2. Temperatur-Bakterien können klassifiziert werden als:

a. psychrophile (kälteliebende)15oC bis 20oC; einige können bei 0oC wachsen.

b. Mesophile – wachsen am besten zwischen 25oC und 40 C; Die Temperatur des menschlichen Körpers beträgt 37oC.

c., thermophile (wärmeliebend)-50oC bis 60oC; gefunden in Komposthaufen und in kochenden Hotsprings.

3. Feuchtigkeit-nur die Sporen von sportbildenden Bakterien können in einer trockenen Umgebung in einem Ruhezustand existieren.

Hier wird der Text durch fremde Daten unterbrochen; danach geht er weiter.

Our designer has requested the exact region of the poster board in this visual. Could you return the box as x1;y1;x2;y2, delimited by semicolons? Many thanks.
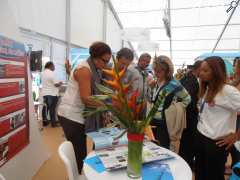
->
0;35;29;167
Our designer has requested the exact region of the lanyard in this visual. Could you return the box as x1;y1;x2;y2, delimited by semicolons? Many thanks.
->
200;99;205;114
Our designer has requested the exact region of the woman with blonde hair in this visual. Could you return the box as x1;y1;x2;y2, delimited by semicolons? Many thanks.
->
151;56;191;149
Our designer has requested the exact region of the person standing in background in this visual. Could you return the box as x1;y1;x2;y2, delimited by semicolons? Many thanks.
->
58;42;112;174
128;53;151;119
179;61;202;169
217;57;240;167
41;61;62;127
195;56;240;180
150;56;191;149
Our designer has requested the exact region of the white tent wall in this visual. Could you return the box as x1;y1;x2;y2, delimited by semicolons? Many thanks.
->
52;41;67;82
71;0;103;47
0;0;49;180
111;0;240;65
9;0;66;40
106;8;122;52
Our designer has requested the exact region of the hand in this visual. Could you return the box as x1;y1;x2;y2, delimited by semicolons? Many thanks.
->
208;102;215;107
102;112;112;127
148;79;157;88
216;133;238;150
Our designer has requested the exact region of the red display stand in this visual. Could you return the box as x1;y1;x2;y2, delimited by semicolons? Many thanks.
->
0;35;29;167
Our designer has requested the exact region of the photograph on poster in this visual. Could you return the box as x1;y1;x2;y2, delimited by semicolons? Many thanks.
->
0;35;29;167
0;78;25;98
0;138;9;166
10;112;25;129
0;58;25;78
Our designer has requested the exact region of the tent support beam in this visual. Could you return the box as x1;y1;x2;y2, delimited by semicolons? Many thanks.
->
212;0;240;53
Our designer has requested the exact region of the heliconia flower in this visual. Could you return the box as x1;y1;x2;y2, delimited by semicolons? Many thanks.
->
144;125;156;141
123;83;130;94
103;79;121;90
135;102;145;119
118;68;127;80
128;91;139;111
102;69;116;79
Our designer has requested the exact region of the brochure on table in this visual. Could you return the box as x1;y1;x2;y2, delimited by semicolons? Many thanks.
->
87;127;173;171
96;141;173;171
87;127;128;150
0;35;29;166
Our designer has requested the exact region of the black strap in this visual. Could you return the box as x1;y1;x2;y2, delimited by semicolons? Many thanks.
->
87;58;102;95
200;99;205;113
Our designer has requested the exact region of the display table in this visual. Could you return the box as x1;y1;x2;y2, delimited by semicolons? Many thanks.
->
83;146;192;180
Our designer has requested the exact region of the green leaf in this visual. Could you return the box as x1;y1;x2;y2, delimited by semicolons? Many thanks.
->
96;83;114;95
90;95;111;101
82;106;108;117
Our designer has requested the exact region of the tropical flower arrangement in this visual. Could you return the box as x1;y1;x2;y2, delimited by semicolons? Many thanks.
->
84;57;167;178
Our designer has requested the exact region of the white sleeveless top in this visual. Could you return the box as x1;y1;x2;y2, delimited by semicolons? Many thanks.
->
58;61;91;124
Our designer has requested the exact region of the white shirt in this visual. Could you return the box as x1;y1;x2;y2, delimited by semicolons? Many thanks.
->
58;61;90;124
41;69;58;96
197;85;240;139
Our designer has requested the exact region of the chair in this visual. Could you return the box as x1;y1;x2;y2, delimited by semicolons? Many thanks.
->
58;141;82;180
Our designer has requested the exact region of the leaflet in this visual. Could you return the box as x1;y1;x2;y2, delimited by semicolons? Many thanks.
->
87;127;128;150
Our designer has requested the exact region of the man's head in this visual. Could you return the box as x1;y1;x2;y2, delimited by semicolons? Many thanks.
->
117;48;134;70
44;61;55;71
138;53;151;70
89;41;112;69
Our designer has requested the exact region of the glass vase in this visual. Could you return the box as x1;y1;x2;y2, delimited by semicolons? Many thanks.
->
127;133;144;179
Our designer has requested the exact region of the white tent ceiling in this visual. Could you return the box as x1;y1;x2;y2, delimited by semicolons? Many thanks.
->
111;0;240;65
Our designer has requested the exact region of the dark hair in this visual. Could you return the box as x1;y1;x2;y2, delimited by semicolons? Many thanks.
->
233;57;240;67
153;55;174;81
89;42;112;58
138;53;152;61
116;48;134;61
192;60;202;70
232;57;240;86
200;56;227;103
44;61;54;69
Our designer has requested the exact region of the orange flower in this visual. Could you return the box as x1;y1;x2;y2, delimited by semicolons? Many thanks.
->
135;102;145;119
102;69;116;79
103;80;121;90
128;91;139;111
144;125;155;141
123;83;130;94
118;68;127;80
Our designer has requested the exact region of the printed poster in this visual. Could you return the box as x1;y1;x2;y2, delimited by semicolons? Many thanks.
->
0;35;29;167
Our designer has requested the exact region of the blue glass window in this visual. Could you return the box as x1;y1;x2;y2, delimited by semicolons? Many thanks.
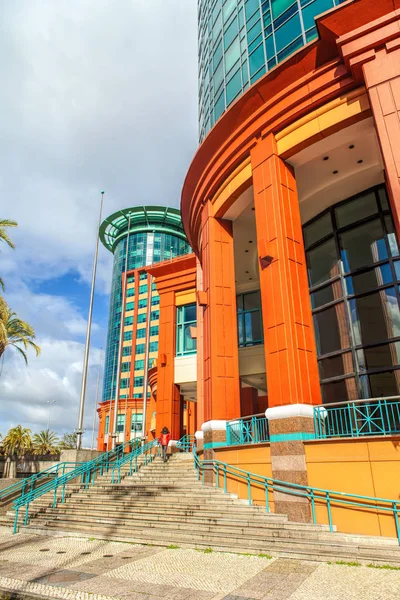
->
226;69;242;104
236;290;263;346
117;415;125;433
133;377;143;387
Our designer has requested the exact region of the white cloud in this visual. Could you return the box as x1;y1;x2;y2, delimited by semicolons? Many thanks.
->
0;0;197;440
0;339;100;443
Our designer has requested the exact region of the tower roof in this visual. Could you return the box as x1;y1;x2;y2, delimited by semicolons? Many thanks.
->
100;206;187;252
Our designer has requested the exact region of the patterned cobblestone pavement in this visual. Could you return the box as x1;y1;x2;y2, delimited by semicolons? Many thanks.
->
0;527;400;600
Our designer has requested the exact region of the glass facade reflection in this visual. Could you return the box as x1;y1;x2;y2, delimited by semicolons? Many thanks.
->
198;0;345;140
100;207;191;401
303;186;400;402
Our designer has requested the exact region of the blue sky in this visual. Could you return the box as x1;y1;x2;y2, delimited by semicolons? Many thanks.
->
0;0;197;444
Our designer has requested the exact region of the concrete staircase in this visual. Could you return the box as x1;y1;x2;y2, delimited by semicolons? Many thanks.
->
10;454;400;565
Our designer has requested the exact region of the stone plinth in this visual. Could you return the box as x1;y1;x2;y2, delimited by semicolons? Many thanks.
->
265;404;314;522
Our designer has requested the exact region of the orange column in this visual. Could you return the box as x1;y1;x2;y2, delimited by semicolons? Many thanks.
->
363;45;400;236
157;292;180;440
201;202;240;421
251;134;321;407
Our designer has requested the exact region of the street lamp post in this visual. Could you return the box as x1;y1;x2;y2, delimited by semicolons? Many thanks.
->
47;400;56;431
76;192;104;450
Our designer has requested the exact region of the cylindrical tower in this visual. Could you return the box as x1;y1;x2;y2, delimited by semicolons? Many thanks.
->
98;206;190;450
198;0;345;140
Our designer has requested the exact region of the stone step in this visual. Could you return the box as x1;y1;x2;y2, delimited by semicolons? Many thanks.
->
28;519;400;564
38;506;316;531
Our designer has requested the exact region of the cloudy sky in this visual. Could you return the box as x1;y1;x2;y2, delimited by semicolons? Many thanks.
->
0;0;197;445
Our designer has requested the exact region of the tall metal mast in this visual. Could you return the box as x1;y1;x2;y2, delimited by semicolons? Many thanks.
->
76;191;104;450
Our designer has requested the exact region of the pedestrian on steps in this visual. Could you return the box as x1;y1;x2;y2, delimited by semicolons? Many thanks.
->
158;427;171;462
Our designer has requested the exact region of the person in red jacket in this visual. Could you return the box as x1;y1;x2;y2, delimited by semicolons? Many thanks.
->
158;427;171;462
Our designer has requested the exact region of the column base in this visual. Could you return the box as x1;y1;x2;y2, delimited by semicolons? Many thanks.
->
265;404;314;523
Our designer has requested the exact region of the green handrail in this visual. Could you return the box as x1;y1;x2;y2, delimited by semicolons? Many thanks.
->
176;435;196;452
314;396;400;439
111;440;160;483
226;413;269;446
13;439;143;533
193;447;400;545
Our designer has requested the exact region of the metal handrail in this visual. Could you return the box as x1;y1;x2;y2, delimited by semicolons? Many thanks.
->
193;447;400;545
0;462;81;500
12;439;145;533
226;413;269;446
111;440;159;483
314;396;400;439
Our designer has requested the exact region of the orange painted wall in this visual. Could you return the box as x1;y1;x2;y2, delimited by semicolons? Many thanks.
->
305;437;400;536
215;444;274;512
214;436;400;537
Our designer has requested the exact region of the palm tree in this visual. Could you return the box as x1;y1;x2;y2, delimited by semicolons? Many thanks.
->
0;298;40;364
3;425;32;456
0;219;18;292
0;219;18;248
33;429;58;454
58;433;77;450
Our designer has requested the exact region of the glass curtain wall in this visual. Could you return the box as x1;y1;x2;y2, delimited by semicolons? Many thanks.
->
103;232;190;401
303;186;400;402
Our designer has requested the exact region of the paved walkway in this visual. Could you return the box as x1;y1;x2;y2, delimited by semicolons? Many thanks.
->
0;527;400;600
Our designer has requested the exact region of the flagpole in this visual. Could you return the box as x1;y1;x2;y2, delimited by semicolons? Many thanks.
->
76;191;104;450
92;348;103;450
111;215;131;449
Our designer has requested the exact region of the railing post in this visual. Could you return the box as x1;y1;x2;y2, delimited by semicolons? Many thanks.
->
326;492;333;532
393;502;400;544
265;479;270;512
310;488;317;524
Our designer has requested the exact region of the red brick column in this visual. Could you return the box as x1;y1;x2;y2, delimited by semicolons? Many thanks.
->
157;292;181;440
202;203;240;421
251;135;321;407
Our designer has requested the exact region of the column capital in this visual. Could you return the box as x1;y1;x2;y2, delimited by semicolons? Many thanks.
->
265;404;314;421
201;419;226;434
336;10;400;85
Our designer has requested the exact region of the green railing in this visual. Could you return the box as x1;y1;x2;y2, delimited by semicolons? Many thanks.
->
0;462;81;501
176;435;196;452
193;448;400;544
226;413;269;446
111;440;160;483
10;439;146;533
314;396;400;439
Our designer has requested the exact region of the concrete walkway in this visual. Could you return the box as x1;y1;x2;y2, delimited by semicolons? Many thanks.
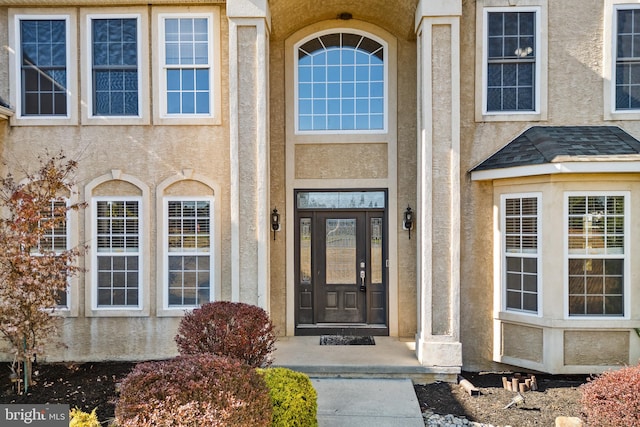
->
311;378;424;427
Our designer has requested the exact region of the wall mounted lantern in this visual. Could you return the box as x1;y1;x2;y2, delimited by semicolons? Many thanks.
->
271;208;280;240
402;205;414;240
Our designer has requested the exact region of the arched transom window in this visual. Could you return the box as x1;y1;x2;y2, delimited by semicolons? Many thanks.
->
296;31;386;132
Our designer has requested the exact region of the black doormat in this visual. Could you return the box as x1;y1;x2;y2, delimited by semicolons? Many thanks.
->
320;335;376;345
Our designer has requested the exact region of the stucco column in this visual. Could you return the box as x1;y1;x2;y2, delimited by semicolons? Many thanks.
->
416;0;462;371
227;0;270;311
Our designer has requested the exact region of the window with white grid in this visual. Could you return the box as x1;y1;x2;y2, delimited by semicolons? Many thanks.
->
89;15;140;116
502;195;540;313
296;30;386;132
94;198;141;308
566;193;628;317
165;198;213;308
32;199;69;308
18;17;69;117
614;5;640;110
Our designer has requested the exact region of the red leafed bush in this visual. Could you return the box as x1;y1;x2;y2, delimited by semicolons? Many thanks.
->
116;354;272;427
175;301;276;368
580;366;640;427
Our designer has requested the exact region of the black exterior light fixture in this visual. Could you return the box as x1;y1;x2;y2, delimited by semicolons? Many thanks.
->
271;208;280;240
402;205;415;240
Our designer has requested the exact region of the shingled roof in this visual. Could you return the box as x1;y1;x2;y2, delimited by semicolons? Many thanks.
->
471;126;640;172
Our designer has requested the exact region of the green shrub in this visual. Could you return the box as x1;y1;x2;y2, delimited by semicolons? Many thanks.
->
258;368;318;427
175;301;276;368
116;354;272;427
580;365;640;427
69;408;101;427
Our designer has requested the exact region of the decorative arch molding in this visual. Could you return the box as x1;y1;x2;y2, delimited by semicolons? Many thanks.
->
84;169;152;317
284;19;400;336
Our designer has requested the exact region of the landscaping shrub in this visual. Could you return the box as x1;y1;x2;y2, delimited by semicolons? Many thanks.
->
580;366;640;427
115;354;272;427
258;368;318;427
175;301;276;368
69;408;102;427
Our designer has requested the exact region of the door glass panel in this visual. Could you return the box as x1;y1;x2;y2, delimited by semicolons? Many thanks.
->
325;218;356;285
297;191;385;209
300;218;311;284
371;218;382;284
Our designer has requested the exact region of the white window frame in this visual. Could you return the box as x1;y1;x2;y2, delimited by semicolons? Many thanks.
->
500;192;543;317
562;191;631;321
9;9;78;126
476;0;548;122
80;8;151;125
162;196;217;314
602;0;640;120
91;196;145;314
153;7;221;125
292;27;390;135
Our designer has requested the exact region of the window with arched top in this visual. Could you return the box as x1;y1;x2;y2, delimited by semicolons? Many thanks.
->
295;30;387;132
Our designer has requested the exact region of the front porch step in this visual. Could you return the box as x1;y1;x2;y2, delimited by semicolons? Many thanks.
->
273;336;460;384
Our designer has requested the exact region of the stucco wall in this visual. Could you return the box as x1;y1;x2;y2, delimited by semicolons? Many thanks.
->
270;0;417;337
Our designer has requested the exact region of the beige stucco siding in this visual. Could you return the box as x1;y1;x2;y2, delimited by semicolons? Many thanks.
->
295;144;388;179
502;323;544;363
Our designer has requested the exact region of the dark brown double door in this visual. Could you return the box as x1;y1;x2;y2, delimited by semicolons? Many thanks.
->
296;197;388;335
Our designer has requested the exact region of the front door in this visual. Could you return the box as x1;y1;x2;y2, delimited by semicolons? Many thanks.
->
296;192;388;335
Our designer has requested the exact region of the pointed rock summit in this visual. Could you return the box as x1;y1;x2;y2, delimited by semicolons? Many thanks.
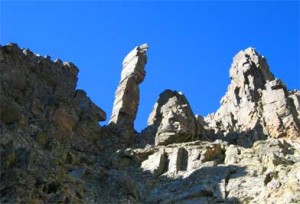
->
205;48;300;144
110;44;148;132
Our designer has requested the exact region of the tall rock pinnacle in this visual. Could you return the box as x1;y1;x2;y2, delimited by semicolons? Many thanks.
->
109;44;148;131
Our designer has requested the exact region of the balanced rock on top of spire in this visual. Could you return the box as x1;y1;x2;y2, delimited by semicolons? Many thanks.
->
110;44;148;132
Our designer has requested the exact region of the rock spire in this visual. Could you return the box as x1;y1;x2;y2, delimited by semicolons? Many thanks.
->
110;44;148;132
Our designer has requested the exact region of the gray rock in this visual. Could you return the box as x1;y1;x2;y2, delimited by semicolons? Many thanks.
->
148;90;197;145
204;48;300;146
109;44;148;133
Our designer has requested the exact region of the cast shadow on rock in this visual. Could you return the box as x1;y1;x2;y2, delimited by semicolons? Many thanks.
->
141;165;246;204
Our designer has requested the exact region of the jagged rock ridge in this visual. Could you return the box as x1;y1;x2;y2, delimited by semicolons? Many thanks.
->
0;44;300;203
110;44;148;132
205;48;300;146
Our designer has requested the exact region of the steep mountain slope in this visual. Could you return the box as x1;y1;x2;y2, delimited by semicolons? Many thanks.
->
0;44;300;203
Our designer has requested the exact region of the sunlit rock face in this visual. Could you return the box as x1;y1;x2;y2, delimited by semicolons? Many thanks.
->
205;48;300;145
110;44;148;135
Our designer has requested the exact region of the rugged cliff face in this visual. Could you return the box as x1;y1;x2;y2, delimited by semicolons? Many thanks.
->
0;44;300;203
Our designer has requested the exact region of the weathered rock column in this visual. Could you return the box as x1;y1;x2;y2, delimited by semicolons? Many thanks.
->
109;44;148;132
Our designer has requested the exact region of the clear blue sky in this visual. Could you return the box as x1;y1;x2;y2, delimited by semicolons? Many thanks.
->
0;0;300;130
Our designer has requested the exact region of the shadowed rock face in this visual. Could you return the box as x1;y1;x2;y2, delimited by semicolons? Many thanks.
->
205;48;300;143
148;90;197;145
110;44;148;131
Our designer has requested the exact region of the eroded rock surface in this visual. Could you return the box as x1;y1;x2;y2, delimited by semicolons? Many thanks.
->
205;48;300;145
145;90;197;145
110;44;148;132
0;44;106;203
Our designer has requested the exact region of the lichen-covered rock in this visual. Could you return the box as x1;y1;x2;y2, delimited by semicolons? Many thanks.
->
205;48;300;146
148;90;197;145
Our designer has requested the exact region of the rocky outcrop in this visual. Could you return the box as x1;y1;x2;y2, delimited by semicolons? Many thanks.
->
0;44;106;203
205;48;300;145
110;44;148;132
147;90;197;145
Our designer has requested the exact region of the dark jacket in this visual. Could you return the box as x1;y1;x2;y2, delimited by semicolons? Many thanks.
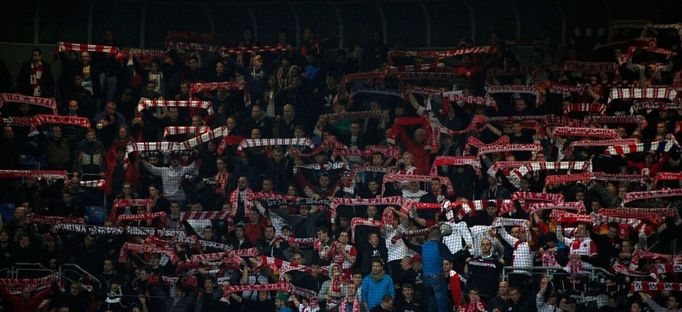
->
17;61;55;97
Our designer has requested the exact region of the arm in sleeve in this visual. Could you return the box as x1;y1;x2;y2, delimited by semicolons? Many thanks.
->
360;277;369;306
142;160;163;176
456;222;474;247
386;275;395;300
497;227;519;247
644;297;668;312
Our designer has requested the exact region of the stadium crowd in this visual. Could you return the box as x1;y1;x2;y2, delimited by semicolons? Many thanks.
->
0;24;682;312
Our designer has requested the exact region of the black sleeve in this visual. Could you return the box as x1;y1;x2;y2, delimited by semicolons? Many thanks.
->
438;242;455;261
403;239;422;254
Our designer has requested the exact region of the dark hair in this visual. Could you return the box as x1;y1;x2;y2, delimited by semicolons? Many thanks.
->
372;257;384;267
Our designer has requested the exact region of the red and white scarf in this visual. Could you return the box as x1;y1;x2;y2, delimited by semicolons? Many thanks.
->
599;208;663;225
442;91;497;110
0;92;57;115
567;139;639;151
632;99;682;111
293;161;348;174
219;45;290;57
583;115;647;128
528;202;585;212
457;300;487;312
109;198;154;220
26;214;85;224
512;192;564;203
137;98;213;115
564;61;618;75
485;85;540;104
180;210;230;221
332;145;401;159
464;135;510;155
604;140;679;155
386;62;445;73
237;138;315;151
163;126;211;138
189;81;248;98
329;196;405;221
382;173;454;194
478;143;542;156
450;199;514;219
545;172;648;186
339;297;360;312
431;156;481;176
553;127;620;139
654;172;682;186
0;275;54;288
191;247;259;262
0;170;68;180
229;188;253;217
513;161;592;178
1;114;90;128
608;87;677;102
630;281;682;292
126;127;230;155
52;223;124;235
118;242;178;263
116;211;166;224
546;81;585;95
564;103;606;115
57;41;118;54
623;189;682;204
388;46;491;60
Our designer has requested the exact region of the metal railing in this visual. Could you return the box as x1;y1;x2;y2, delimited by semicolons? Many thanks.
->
6;262;102;287
501;266;614;281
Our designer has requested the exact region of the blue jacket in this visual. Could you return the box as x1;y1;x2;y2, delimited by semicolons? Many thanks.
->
360;274;395;310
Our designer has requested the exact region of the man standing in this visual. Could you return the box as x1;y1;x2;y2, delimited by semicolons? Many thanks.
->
360;259;395;310
17;48;54;97
422;228;452;312
142;154;197;202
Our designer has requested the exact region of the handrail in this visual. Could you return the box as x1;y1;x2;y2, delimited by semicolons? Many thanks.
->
60;263;102;285
501;266;614;281
9;262;102;286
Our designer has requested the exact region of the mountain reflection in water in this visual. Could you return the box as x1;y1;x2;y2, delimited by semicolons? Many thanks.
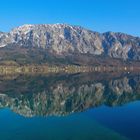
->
0;73;140;117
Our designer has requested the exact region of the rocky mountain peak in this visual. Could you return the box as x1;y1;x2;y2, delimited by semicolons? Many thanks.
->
0;23;140;60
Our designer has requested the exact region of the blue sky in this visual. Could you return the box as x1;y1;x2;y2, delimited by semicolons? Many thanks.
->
0;0;140;36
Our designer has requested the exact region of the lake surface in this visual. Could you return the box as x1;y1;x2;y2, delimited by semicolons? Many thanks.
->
0;73;140;140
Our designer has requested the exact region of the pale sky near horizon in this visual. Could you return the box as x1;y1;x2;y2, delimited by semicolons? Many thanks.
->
0;0;140;36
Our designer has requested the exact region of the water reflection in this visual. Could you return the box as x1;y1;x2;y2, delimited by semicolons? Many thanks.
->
0;73;140;117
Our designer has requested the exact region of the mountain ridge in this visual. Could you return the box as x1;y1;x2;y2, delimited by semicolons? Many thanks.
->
0;23;140;61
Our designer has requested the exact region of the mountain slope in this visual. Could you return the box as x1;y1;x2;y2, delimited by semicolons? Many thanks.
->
0;24;140;60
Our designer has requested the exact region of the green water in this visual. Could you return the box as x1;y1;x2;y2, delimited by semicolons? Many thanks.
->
0;74;140;140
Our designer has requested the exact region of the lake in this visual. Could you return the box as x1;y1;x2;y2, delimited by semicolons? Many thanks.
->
0;72;140;140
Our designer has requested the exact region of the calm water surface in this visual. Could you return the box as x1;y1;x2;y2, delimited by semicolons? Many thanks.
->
0;73;140;140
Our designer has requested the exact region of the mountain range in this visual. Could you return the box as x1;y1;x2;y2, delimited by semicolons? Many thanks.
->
0;24;140;65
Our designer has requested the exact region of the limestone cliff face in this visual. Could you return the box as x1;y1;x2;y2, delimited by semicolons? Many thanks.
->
0;24;140;60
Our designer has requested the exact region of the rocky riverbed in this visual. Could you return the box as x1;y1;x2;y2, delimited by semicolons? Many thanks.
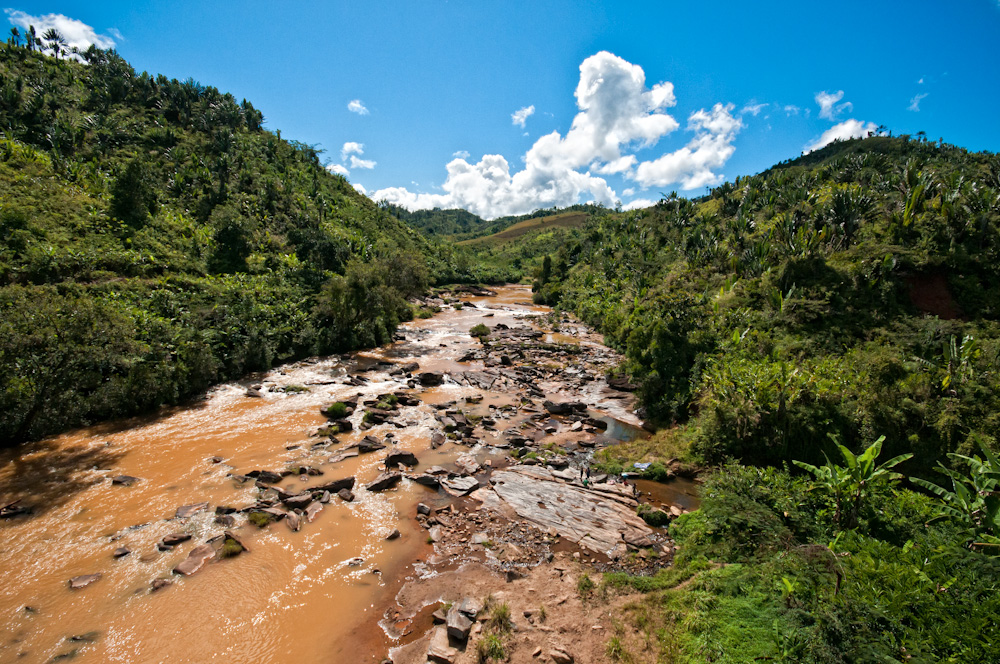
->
0;287;696;663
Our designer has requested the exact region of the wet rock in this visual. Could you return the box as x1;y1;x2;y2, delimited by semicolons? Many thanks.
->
281;491;313;509
542;401;587;415
445;606;472;641
222;530;250;553
427;626;458;664
306;501;323;523
358;436;385;454
174;503;208;519
150;579;174;593
455;454;483;475
385;450;420;468
548;648;573;664
66;630;101;643
441;477;479;497
365;472;403;491
407;473;441;488
306;477;354;494
215;514;236;528
174;544;215;576
69;572;101;590
160;533;191;548
458;597;483;620
418;371;444;387
484;466;653;557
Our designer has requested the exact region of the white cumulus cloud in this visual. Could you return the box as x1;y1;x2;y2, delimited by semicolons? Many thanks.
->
4;9;121;57
635;104;743;189
816;90;854;120
906;92;930;113
372;51;742;219
351;154;375;169
803;119;878;154
510;104;535;127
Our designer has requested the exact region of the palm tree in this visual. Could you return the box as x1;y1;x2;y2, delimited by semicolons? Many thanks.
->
24;25;41;51
42;28;66;58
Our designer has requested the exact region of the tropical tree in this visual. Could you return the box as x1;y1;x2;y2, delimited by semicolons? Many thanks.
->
42;28;66;58
793;436;913;528
910;437;1000;552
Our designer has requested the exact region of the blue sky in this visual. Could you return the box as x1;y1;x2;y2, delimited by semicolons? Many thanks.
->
5;0;1000;217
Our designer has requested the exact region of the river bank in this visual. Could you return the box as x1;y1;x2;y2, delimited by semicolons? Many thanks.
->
0;287;696;662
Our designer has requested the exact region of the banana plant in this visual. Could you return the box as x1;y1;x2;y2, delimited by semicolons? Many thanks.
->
910;437;1000;552
792;436;913;528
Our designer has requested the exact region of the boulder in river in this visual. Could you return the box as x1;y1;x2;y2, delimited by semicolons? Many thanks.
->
385;450;420;469
174;544;215;576
306;477;354;493
418;371;444;387
69;572;101;590
175;503;208;519
306;500;323;523
365;472;403;491
160;533;191;548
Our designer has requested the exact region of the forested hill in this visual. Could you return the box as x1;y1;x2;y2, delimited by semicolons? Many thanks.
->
0;45;492;444
385;204;606;241
536;137;1000;472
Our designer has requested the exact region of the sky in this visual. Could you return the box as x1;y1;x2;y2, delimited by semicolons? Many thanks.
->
4;0;1000;218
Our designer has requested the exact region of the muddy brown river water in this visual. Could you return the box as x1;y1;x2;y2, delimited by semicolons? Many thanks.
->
0;286;660;663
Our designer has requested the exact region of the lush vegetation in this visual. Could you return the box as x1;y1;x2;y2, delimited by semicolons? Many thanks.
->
0;40;505;444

4. Hydrostatischer Druck-durch stehendes Wasser ausgeübter Druck (ex. seen, Ozeane usw.); einige Bakterien können nur in Umgebungen mit hohem hydrostatischen Druck überleben (z., Ozeantäler über 7000 Meter); diehoher Druck ist notwendig, um ihre Enzyme in der richtigen 3-D-Form zu halten; Ohne sie verlieren die Enzyme ihre Form und Denatur und die Zelle stirbt ab.

5. Tonizität (hypotonisch,hypertonisch, isotonisch) – Die Verwendung von Salz als Konservierungsmittel bei der Härtung von Fleisch und die Verwendung von Zucker bei der Herstellung von Gelees basiert auf der Tatsache, dass eine hypertonische Umgebung das mikrobielle Wachstum tötet oder hemmt. Halophile (Salzliebhaber) bewohnen die Ozeane.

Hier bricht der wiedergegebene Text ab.